È un materiale magmatico e frammentario al tempo stesso: considerazioni, appunti, citazioni,
ripetizioni. Si penetra in modo invasivo nel metodo stesso del filosofo. Ed è proprio la
frammentarietà ad essere stimolante e feconda ed avvicinare l’opera ad un sentire
contemporaneo. Le illuminanti conclusioni a cui giunge Benjamin non solo mostrano
straordinarie applicazioni alle dinamiche del nostro tempo, ma assumono un carattere divinatorio
e profetico.
Pare essere il destino dei grandi pensatori quello di illuminare da un altro tempo la realtà in cui
siamo immersi e che esploriamo a tentoni.
Il principale assunto di Benjamin risiede nel considerare i Passages come gli antesignani dei
centri commerciali:
“La maggior parte dei passages di Parigi sorge nei quindici anni dopo il 1822. La prima
condizione del loro sorgere è l’alta congiuntura del mercato tessile. Essi sono i precursori dei
grandi magazzini e dei centri commerciali. I passages, inizialmente, sono un centro del
commercio di articoli di lusso. L’arte entra al servizio dei commercianti.
Al sorgere dei passages il consumo di oggetti inutili ma “indispensabili” si diffonde per la prima
volta nei ceti più bassi della popolazione.

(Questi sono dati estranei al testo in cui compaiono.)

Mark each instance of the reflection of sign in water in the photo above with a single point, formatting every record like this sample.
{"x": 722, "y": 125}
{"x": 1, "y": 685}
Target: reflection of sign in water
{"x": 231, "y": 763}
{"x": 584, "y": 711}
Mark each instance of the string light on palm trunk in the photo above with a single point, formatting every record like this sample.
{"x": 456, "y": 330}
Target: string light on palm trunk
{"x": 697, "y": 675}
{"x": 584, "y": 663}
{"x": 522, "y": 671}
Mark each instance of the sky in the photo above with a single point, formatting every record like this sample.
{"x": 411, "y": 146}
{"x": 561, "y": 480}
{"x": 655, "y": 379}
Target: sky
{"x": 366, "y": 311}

Con il sorgere dei passages e dei grandi magazzini per la prima volta nella storia i consumatori
cominciano a sentirsi massa. Cresce pertanto in modo straordinario l’elemento circense e
spettacolare del commercio.
Nel grande magazzino i clienti si sentono massa: vengono messi a confronto con le merci in
deposito, con un unico sguardo possono abbracciare tutti i vari piani, pagano prezzi fissi,
possono cambiare gli articoli.
Passages: palazzi, corridoi che non hanno una facciata esterna. Come i sogni.”
Lo spazio
Nella nostra ricerca lo spazio assume sempre un’importanza decisiva. In questo lavoro abbiamo
sperimentato un’esperienza di confine. Le forme d’arte nella loro pubblica presentazione sono
ormai vincolate a consuetudini ferree: il cinema si fruisce in una sala buia comodamente seduti in
poltroncine. Una mostra d’arte va fruita in piedi, si può chiacchierare, il tempo di visione non è
dato, a teatro la scena è quasi sempre frontale, il pubblico quasi sempre più o meno seduto, si
assiste allo spettacolo in religioso silenzio.

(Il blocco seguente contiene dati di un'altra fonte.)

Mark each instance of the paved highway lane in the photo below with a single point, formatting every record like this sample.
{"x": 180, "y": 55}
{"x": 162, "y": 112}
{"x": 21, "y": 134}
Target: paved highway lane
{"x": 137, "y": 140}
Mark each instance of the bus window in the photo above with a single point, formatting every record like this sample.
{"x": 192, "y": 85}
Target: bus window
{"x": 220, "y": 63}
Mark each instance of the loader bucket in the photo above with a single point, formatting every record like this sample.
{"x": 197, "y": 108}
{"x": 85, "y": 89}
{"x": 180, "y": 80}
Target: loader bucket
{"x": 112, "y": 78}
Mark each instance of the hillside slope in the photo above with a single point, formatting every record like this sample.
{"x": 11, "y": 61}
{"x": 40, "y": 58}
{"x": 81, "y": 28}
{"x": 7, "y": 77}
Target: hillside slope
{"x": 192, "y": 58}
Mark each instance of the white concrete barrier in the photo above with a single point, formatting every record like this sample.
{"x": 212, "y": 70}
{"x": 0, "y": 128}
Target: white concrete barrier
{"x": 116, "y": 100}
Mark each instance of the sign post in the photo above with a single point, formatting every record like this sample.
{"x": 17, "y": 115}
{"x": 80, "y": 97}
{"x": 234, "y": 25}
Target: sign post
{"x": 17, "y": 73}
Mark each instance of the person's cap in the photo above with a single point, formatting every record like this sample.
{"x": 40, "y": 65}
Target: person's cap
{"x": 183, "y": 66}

Passages vuole sperimentare una fruizione per il pubblico contaminata, violata: il pubblico è in
piedi, può parlare liberamente, intorno al pubblico accadono eventi filmici, artistici, performativi.
Il pubblico sceglie cosa vedere, come comportarsi, quando uscire.
Lavoro in progresso
La ricerca sui Passages costituisce l’evoluzione di un lavoro che prevede otto versioni successive
seguendo le linee tematiche evidenziate da Benjamin. Questa versione prevede l’inserimento
nella macchina scenica di altri due performer (la versione precedente ne aveva appunto due) e la
declinazione della linea tematica legata al concetto di specchio. La struttura scenica avrà così
ancora più in evidenza un’atmosfera da luna park, grazie alla presenza di microcamere nascoste
su performer mescolati al pubblico. Seguirà un importante lavoro sul testo, che, nella precedente
versione, era riassunto attraverso la presenza di didascalie. Il testo in questo caso verrà
scomposto e ricomposto utilizzando diversi media. Altra importante variazione è la presenza
all’interno dello spazio scenico di un bar/bistrot funzionante che permetterà agli spettatori di
rifocillarsi e riprendersi dalle fatiche eidetiche.